The normal viterbi decoder is basically an array of add-compare-select units and then a traceback unit.
For the entire design, a key question is if the design runs at full-rate, slightly less than full rate, half-rate, or lower. This affects how much logic sharing you can have, as well as allows solutions to some other problems.
The add-compare-select units should be small. This is because they will be in a potentially large array. Any inefficiency can be multiplied 128x or more. Further, the array routes to a single unit which means larger units also lead to more congestion issues. A main decision for this stage that is not present in the explaination of the algorithm is how to keep the accumulators stable. This comes up when you look at sizing the accumulator with the knowledge that an arbitrary number of non-zero inputs can go to each. There are a variety of methods that can be employed here.
The traceback is practical. Register exchange isn't really that practical. From looking at PNPH, it also looks suspicious. Perhaps they are fine for some design specs or on asics, but they do grow in size quickly.
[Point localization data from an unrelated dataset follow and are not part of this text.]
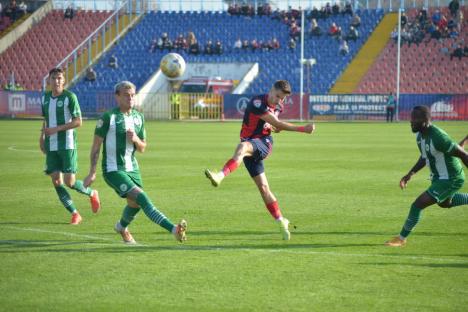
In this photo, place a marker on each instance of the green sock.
(411, 221)
(128, 215)
(65, 198)
(459, 199)
(79, 187)
(151, 212)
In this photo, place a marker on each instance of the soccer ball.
(172, 65)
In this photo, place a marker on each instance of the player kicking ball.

That said, you may have a short register exchange stage feeding the traceback unit. This is based on the required read bandwidth of the traceback ram. Instead of storing best single-step to the ram, you can store best two-step path. This allows you to read two steps per cycle while writing only one on average. Thus you can read out a number of steps equal to the pre-read amount followed by the number of data points equal to that amount. This can be finished in the time it takes to write another pre-read amount. (I forget the term here. It is some scaling of constraint length normally.) However, if the design runs at half rate this extra stage is not needed.